The frigging Families. I haven’t thought of them for ages, haven’t thought of what they did to Gyll and me.
She attempted a smile that felt tentative and false.
And which did not fool McWilms. His own buoyant satisfaction dissipated instantly. He frowned, set the ball down. “Thane, I’m sorry. Damn, I didn’t think . . .”

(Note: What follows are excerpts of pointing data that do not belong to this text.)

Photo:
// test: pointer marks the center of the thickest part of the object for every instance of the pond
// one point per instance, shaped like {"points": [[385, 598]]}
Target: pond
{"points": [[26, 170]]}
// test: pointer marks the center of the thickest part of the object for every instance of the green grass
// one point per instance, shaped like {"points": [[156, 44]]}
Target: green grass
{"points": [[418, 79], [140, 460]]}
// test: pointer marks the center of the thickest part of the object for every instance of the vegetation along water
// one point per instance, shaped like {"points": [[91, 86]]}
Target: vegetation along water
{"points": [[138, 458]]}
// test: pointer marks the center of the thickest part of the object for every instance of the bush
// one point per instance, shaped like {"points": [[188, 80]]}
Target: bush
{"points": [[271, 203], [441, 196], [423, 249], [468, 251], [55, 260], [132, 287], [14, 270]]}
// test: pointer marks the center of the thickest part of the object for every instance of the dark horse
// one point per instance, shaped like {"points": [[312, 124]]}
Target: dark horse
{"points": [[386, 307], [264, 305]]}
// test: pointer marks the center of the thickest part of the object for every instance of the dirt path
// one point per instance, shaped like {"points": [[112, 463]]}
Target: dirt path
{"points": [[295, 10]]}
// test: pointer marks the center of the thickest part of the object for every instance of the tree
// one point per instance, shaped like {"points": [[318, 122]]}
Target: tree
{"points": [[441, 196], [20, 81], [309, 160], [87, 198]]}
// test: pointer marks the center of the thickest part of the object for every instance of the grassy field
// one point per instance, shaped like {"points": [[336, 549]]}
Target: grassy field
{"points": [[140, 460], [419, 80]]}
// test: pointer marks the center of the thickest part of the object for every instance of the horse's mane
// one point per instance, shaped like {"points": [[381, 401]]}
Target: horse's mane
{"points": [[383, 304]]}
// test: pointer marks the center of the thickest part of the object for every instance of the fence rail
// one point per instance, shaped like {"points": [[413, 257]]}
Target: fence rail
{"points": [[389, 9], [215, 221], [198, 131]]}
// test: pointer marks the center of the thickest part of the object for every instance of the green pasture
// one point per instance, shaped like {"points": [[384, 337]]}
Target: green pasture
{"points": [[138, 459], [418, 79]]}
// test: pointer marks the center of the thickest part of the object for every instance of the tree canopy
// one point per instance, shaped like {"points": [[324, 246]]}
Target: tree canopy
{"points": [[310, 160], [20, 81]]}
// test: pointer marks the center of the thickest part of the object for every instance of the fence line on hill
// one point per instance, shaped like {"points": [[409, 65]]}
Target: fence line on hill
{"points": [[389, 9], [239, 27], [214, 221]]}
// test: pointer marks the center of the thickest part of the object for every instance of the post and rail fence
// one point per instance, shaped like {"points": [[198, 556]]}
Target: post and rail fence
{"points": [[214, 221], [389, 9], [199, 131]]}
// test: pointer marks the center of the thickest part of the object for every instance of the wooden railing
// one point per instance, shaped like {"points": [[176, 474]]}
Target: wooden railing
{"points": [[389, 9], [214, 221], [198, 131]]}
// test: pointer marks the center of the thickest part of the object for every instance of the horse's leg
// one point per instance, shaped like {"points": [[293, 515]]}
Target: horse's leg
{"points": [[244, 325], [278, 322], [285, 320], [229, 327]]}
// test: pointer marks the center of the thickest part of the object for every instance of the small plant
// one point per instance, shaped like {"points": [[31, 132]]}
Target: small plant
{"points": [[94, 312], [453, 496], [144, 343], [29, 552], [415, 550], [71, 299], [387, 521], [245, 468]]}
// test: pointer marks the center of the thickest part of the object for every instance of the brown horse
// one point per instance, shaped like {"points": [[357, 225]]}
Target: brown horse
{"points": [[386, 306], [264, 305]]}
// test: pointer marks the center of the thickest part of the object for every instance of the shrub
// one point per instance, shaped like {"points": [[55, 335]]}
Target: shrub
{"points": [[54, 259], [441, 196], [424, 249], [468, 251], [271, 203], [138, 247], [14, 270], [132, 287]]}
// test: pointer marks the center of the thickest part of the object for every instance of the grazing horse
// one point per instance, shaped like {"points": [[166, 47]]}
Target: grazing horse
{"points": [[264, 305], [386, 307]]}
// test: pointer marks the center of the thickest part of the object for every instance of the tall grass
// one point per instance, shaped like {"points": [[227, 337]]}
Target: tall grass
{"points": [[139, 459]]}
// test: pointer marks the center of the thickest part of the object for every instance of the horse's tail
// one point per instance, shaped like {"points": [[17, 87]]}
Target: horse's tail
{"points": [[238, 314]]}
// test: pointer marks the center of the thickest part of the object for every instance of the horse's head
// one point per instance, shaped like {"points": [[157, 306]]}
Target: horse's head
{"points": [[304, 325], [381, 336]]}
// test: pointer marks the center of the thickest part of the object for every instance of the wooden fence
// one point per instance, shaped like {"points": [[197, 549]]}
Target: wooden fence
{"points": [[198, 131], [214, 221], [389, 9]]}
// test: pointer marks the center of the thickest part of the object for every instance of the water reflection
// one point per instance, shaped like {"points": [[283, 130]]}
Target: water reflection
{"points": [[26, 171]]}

She waved a deprecating hand. “Don’t worry about it, Jeriad.” She affected unconcern. “What about this Trader’s ship? It’s not the
Peregrine,
is it; Kaethe Oldin’s craft?”
Suddenly she could see that he was reticent to continue. He slipped back into the hesitant lethargy that had followed the Vasella contract. It was more than simply Ric’s death; all the Hoorka were experiencing it to some degree—the hardly veiled intimations that the Hoorka-kin were the Li-Gallant’s minions in all but name was at the root of the depression. The other contracts with guilded kin had slowed. Vingi’s name was on most of their work, and their treasury was pitifully low. The fact that their code of neutrality—Gyll’s code—forced them to these straits didn’t reduce the gall. Valdisa nodded to McWilms. Her dark eyes encouraged him. “Out with it, Jeriad. You were aglow with the news a moment ago. It can’t be just the arrival of a Trader ship. What’s the rest of it?”
“No, Thane.” He gathered his nightcloak around him as if the cool air of Underasgard chilled him. The cloak was bulky around the bandages lacing his side. “And if I wasn’t such a damned idiot, I’d’ve realized how you’d feel about it.”